On the one hand that's interesting, on the other hand eponyms are generally a bad idea. If you mention "Tolman-Oppenheimer-Volkoff limit" the chances of being understood outside of a very specialized audience are far lower than if you mention "neutron star mass limit".
Excellent points! Galaxies have more mass than either, but behave very differently. I would correct my statement by saying it's the concentration of mass (density) that defines neutron stars and black holes.
> it's the concentration of mass (density) that defines neutron stars and black holes.

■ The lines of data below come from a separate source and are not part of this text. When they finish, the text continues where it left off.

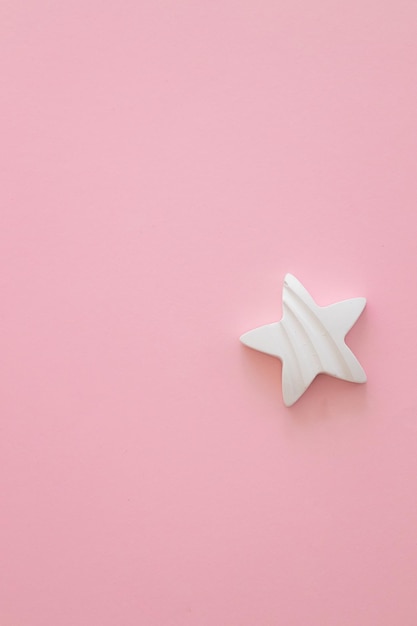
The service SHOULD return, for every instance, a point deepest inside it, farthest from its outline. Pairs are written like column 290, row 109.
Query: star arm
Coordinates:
column 341, row 316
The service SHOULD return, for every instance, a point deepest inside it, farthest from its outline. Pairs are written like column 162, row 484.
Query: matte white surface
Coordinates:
column 309, row 340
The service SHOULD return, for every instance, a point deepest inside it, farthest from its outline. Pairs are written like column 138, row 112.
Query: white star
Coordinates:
column 309, row 340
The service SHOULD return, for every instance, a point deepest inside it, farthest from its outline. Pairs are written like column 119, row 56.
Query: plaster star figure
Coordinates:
column 309, row 340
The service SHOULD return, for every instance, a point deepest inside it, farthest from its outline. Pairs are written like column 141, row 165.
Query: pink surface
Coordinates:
column 164, row 164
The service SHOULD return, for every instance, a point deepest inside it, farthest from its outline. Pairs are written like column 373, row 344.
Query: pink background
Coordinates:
column 163, row 165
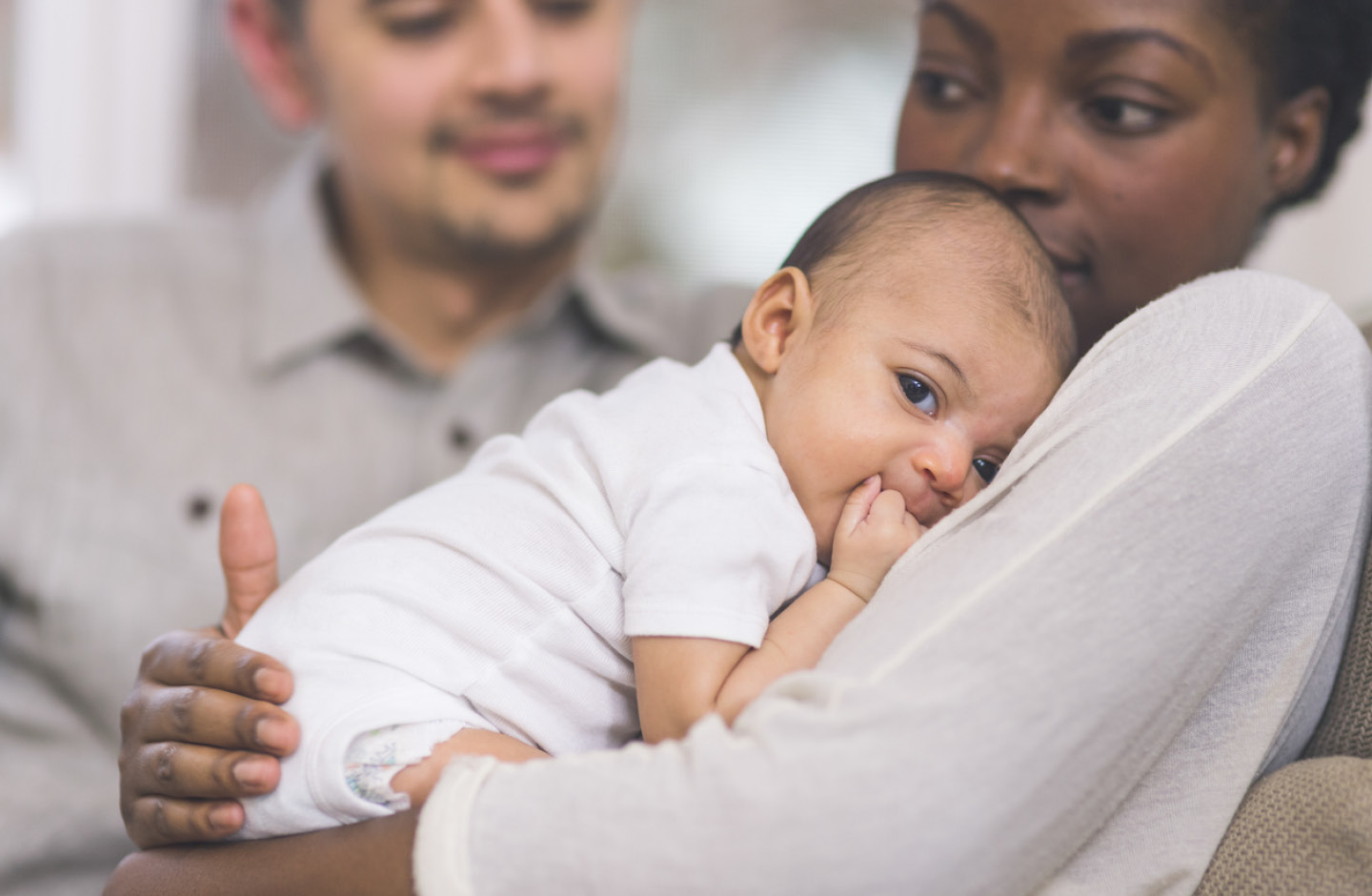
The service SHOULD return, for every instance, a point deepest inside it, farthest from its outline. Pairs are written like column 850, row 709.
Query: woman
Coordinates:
column 1090, row 721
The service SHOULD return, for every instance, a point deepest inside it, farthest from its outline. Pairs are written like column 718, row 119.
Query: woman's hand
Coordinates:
column 203, row 726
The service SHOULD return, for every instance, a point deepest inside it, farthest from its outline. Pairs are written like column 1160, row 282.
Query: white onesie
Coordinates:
column 505, row 597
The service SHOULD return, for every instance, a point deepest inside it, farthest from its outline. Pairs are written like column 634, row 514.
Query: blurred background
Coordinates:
column 745, row 118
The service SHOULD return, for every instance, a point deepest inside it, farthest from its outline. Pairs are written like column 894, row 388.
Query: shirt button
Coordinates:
column 198, row 508
column 460, row 437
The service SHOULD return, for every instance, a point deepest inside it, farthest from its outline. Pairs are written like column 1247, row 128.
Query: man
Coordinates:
column 411, row 289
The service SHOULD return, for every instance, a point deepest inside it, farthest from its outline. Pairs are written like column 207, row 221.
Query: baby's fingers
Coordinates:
column 859, row 505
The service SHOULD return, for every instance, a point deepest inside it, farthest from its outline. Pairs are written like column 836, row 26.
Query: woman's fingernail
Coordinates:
column 252, row 773
column 271, row 681
column 273, row 733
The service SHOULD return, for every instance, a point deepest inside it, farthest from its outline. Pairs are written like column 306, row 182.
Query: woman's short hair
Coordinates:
column 1302, row 44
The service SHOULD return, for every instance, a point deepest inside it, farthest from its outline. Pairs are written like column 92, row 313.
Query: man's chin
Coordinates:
column 502, row 242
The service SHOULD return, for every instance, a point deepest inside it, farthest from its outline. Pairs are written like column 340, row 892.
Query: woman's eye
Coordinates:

Not really, no. What defines a neutron star is that it is in hydrostatic equilibrium supported by neutron degeneracy pressure. If we include the quark-gluon plasma phase, we can just amend that to being supported by quark degeneracy pressure (and noting that "neutron" is just a special case of "quark" for this purpose). Whereas a normal star is in hydrostatic equilibrium supported by thermal pressure (with fusion reactions providing the heat source). And a galaxy is not in hydrostatic equilibrium at all, it's composed of stars in free-fall orbits. The average densities of the objects in all three of these cases are consequences of the above.
A black hole is defined by having an event horizon and being vacuum. There is no well-defined concept of "density" for a black hole, nor is there "concentration of mass" in the sense of the hole being made of matter; it's not, it's vacuum. The "mass" of a black hole is a global feature of its spacetime geometry.
Right, but are those phenomenon not also consequences of density? If we compressed stellar or even terrestrial material down the density of a neutron star, would we not get neutronium as a result?
I agree that the density of a black hole will depend on choice of observer, but nothing stops us from picking a reasonable one, such as a Schwarzschild observer. Mass (as you've mentioned) and volume (Schwarzschild radius) are both we enough for us to define a global average density. It does not behave intuitively though, increasing mass actually decreases density, which does seems to contradict my earlier point...
> are those phenomenon not also consequences of density?
No, density is a consequence of the object's structure. Hydrostatic equilibrium supported by degeneracy pressure leads to higher density than hydrostatic equilibrium supported by thermal pressure.
> I agree that the density of a black hole will depend on choice of observer
That's not what I said. I said there is no well-defined density of a black hole at all. That's because the hole is vacuum and has no well-defined spatial volume.
> nothing stops us from picking a reasonable one, such as a Schwarzschild observer
There are no Schwarzschild observers inside a black hole. Schwarzschild coordinates in the interior of a black hole give an infinite answer for the "spatial volume", which, of course, is not well-defined.
> volume (Schwarzschild radius)
The Schwarzschild radius is derived from the surface area of the hole's horizon. It does not mean the hole has a well-defined volume. It doesn't.
> No, density is a consequence of the object's structure.
Which is a consequence of the gravitational pressure, no? Quark degenerate matter without a confining potential would not be at equilibrium.
> There are no Schwarzschild observers inside a black hole.
Of course not, but the definition of the Schwarzschild radius does not require a black hole, just mass. For example, we define the Schwarzschild radius of the Sun to be about 3km. Outside of black hole dynamics, this defines a volume of space, and we call an object whose radius is smaller than its Schwarzschild radius a black hole. I understand that black holes are fundamentally dynamic processes, but can we not define the behavior at the limit?
> Which is a consequence of the gravitational pressure, no?
Not just gravity alone, no. (And "gravitational pressure" is not a good description of gravity's effect.) Gravity plus the fact that the object does not have a heat source inside it (fusion) to provide thermal pressure. With thermal pressure an object with the same number of particles in it would be much larger--an ordinary star--and its average density would be much smaller.
> the definition of the Schwarzschild radius does not require a black hole
But if the object is not a black hole the Schwarzschild radius is physically meaningless. It only has physical meaning for a black hole, and its physical meaning, as I said, has to do with the area of the hole's horizon, and only that.
> this defines a volume of space, and we call an object whose radius is smaller than its Schwarzschild radius a black hole
No, this is not correct. We call an object a black hole if it has an event horizon. A black hole doesn't have a well-defined "radius" in space any more than it has a well-defined volume. A black hole is certainly not just an object "made of stuff", like a neutron star, that just happens to have collapsed further. It is a different kind of thing from any ordinary object.
> I understand that black holes are fundamentally dynamic processes, but can we not define the behavior at the limit?
What you are describing is not a "limit" of anything. It's simply a wrong description of the physics of a black hole. If by "dynamic" you are talking about the process of forming a black hole from the collapse of a massive object, you're still not correctly describing the end point of that process.
A neutron star can be viewed as a mass-just-shy-of-a-black-hole, so I'd expect it to be relatively similar in scale.